Though a direct challenge to the beneficiaries of recent growth patterns, emerging population trends have the potential to deliver significant social and economic gains, if managed proactively. Understanding the characteristics of those who are moving, how old they are, where they are going, and the type of dwellings they are seeking is the basis for ensuring these gains are delivered.

Having already accounted for the variety of Covid-inspired population shifts of the last two years, just released population estimates have again been revised upwards for each of Melbourne’s Growth Areas, many of its peri-urban locations, and the vast majority of the state’s regions. Add to this the unprecedented number of approvals for detached dwellings in Victoria in 2021 (48,000), despite significant population loss, the living preferences of a growing number of people suddenly look vastly different from those of the recent past.

Re-based Population Estimates – Metropolitan Melbourne & Surrounds
Source: Quantify Strategic Insights; ABS
Growth Assumptions Redundant

Conversely, population estimates in all established, inner and middle metropolitan local government areas have been adjusted further downwards, dispelling the assumption of continued, consistent growth otherwise applied to justify housing policy frameworks, service planning, and infrastructure investment.

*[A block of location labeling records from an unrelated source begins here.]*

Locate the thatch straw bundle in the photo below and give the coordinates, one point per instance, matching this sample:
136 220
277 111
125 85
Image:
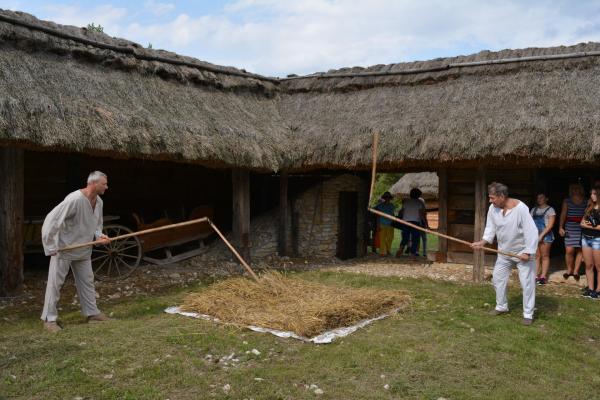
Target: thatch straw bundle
291 304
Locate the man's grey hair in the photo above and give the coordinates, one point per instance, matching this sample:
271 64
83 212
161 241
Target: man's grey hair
498 189
95 176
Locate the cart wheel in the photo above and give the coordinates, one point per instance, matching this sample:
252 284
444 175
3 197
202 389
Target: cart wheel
117 259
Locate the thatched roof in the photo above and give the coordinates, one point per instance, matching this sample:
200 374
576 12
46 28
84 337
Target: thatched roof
69 89
60 93
427 182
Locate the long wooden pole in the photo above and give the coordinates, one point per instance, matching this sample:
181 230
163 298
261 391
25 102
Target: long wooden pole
374 163
234 251
392 218
172 226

Combined with the take-up of technology, including online retail, telehealth, and remote work, this new reality has been foisted upon the agencies responsible for planning for and providing the necessary social and physical infrastructure for our communities. At the very least, the growth assumptions relied upon by these agencies should be reviewed as a matter of priority.

Rise of the Millennials

Recent Covid-inspired relocations aside, emergent population trends signal the arrival of a new chapter in the nation’s ongoing demographic story, with the headline being the significant growth in the number of 35-44-year-olds.

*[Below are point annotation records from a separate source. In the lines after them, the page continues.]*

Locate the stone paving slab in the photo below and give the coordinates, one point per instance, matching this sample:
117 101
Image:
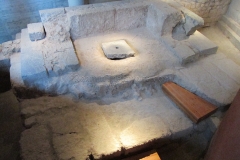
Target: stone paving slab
80 129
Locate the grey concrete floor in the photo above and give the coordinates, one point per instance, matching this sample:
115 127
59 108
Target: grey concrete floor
10 126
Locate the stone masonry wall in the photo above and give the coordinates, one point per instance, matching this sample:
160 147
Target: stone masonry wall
234 11
210 10
15 14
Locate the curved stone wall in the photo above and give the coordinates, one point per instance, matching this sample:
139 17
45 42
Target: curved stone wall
209 10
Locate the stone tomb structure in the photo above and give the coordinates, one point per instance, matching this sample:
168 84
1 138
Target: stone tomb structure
126 110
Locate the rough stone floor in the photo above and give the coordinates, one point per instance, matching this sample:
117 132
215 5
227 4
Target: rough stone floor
65 129
10 126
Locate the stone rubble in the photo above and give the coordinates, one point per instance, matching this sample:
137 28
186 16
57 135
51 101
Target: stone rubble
36 31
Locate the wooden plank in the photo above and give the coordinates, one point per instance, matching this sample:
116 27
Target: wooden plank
153 156
195 107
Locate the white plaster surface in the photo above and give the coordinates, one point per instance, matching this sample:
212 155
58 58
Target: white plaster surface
117 49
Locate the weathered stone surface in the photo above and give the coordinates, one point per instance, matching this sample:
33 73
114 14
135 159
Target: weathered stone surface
86 23
117 50
201 44
11 125
162 18
72 146
50 15
36 143
36 31
32 62
191 21
211 83
15 71
102 18
185 54
56 24
136 135
131 16
6 50
59 58
42 59
227 31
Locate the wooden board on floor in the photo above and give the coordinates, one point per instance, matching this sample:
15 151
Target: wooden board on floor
195 107
153 156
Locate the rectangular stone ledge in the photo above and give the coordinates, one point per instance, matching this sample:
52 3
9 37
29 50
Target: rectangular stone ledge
32 63
106 18
232 24
162 18
201 44
191 21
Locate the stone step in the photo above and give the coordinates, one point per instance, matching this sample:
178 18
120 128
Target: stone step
201 45
189 50
195 107
233 36
232 24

As the age group in which family formation is greatest, and with a strong preference for detached dwellings, it is the 35-44-year-old cohort that will generate the greatest demand for housing in coming years.

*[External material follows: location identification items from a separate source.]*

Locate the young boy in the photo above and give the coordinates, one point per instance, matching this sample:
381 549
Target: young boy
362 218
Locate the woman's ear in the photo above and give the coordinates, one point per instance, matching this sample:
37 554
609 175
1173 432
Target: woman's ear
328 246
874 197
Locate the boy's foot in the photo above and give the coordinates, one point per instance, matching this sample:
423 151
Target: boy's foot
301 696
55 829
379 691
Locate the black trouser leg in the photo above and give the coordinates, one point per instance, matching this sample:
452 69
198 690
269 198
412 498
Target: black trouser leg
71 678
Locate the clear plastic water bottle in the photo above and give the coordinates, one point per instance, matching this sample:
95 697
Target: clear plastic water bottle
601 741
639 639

Annual Population Growth by Age Cohort 2023-2027 (Australia)
Source: Quantify Strategic Insights; ABS
Keeping the Dream Alive

Encompassing a significant portion of the Millennial generation, where, how, and in what, the 35-44-year-old cohort will choose to live, is a defining question for contemporary Australian society. Few, if any social surveys will reveal as much about the direction of the nation, as the collective choices of the Millennial cohort in deciding whether to remain propertyless, lifelong renters, or pursue the great Australian dream, increasingly, somewhere in the regions. Representing the highest proportion of regional movers in the 12 months to March, for many Millennials, the dream remains well and truly alive.

In an already highly concentrated nation, the vast majority of Victoria’s population – heading towards 80% – resides within the boundary of metropolitan Melbourne. Whatever benefits this unique spatial phenomenon is deemed to deliver, improving deteriorating affordability, has not been one of them.

Opportunity Abounds

Multiple parliamentary inquiries, various Federal and state government incentives, monetary policy, and strategic planning frameworks have all failed to solve the affordability problem. An accident of the pandemic, together with a structural-demographic shift has however presented a genuine opportunity in which practical improvement to the housing quandary can be achieved.

The continued convergence of health, demographic and economic factors will see non-metropolitan locations become increasingly attractive places to live, particularly for the family-forming Millennial cohort. A coherent, tailored policy response that closely monitors key demand drivers with the express purpose to ensure the delivery of the requisite supply of housing in the many, increasingly popular sub-markets across the state, is crucial to enabling this.

Criticised for their prolonged adolescence, brunch options, and all-around lifestyle choices, younger Australians maintain an overriding aspiration for home ownership. If in the aftermath of the COVID-19 pandemic, the new reality presents a genuine opportunity to practically address the calamitous state of housing affordability, then surely, we are obliged to facilitate it.